Reputation: 9
Let's assume I have a file which structure looks like this:
AAAA 700 something1 something_else1
AAAA 98 something2 something_else2
AAAA 2000 something3 something_else3
BBBB 200 something4 something_else4
BBBB 21 something5 something_else5
BBBB 300 something6 something_else6
I need to extract, for each value in column $1, the whole line having the highest value in column $1. This means that, for the field AAAA, I would need to print the line in which $2=2000. The output should thus look like:
AAAA 2000 something3 something_else3
BBBB 300 something6 something_else6
I did it with python, but the file is huge and the process is very time-consuming.
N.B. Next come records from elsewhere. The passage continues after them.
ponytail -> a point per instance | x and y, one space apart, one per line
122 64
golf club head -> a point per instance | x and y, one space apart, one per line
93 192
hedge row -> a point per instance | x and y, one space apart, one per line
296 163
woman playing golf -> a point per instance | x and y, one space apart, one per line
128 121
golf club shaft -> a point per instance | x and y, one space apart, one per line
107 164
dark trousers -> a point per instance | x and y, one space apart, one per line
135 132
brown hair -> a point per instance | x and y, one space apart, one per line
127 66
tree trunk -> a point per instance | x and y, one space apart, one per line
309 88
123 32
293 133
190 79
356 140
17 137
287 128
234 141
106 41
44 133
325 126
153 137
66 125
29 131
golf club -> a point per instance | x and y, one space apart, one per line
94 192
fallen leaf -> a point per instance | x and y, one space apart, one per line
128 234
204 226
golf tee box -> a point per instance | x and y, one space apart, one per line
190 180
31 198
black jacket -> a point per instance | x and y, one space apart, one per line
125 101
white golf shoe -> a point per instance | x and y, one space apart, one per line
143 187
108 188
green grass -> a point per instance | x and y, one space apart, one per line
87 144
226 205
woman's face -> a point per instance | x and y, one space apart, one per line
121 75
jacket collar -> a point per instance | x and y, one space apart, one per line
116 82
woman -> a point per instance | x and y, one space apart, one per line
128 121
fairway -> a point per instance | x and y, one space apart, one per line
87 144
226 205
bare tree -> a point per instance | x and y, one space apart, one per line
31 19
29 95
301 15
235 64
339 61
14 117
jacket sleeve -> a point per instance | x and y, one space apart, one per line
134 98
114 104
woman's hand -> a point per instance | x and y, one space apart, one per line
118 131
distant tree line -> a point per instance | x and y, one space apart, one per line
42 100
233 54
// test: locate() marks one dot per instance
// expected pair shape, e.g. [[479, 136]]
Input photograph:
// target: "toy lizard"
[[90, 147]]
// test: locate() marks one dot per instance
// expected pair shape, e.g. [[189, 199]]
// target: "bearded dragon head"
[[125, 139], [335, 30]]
Is there any way to do it with awk?
Upvotes: 0
Views: 59
Reputation: 67467
a combination of sort/awk will be easiest
$ sort -k1,2nr file | awk '!a[$1]++'
AAAA 2000 something3 something_else3
BBBB 300 something6 something_else6
sort by first field and second field (descending), let awk pick the first rows of the groups (highest by design).
Upvotes: 1
Reputation: 8164
you can try
awk '
!($1 in max) || ($2>max[$1]) {
max[$1]=$2; a[$1]=$0;
}
END{
for(i in a){
print a[i];
}
}' input_file
you get (the order may be different because it depends on hash in a
):
BBBB 300 something6 something_else6 AAAA 2000 something3 something_else3
Upvotes: 1
Reputation: 203229
$ cat tst.awk
$1!=prev { if (rec!="") print rec; max=$2; rec=$0 }
$2 > max { max=$2; rec=$0 }
{ prev=$1 }
END { if (rec!="") print rec }
$ awk -f tst.awk file
AAAA 2000 something3 something_else3
BBBB 300 something6 something_else6
The above assumes the $1
values are always grouped together as shown in your sample input. Given that, it only stores 1 record in memory at a time (since you say your input file is huge that could be important), prints the records in the same order they were read, will work even for zero or negative $2
values, and will not output anything for an empty input file.
Upvotes: 3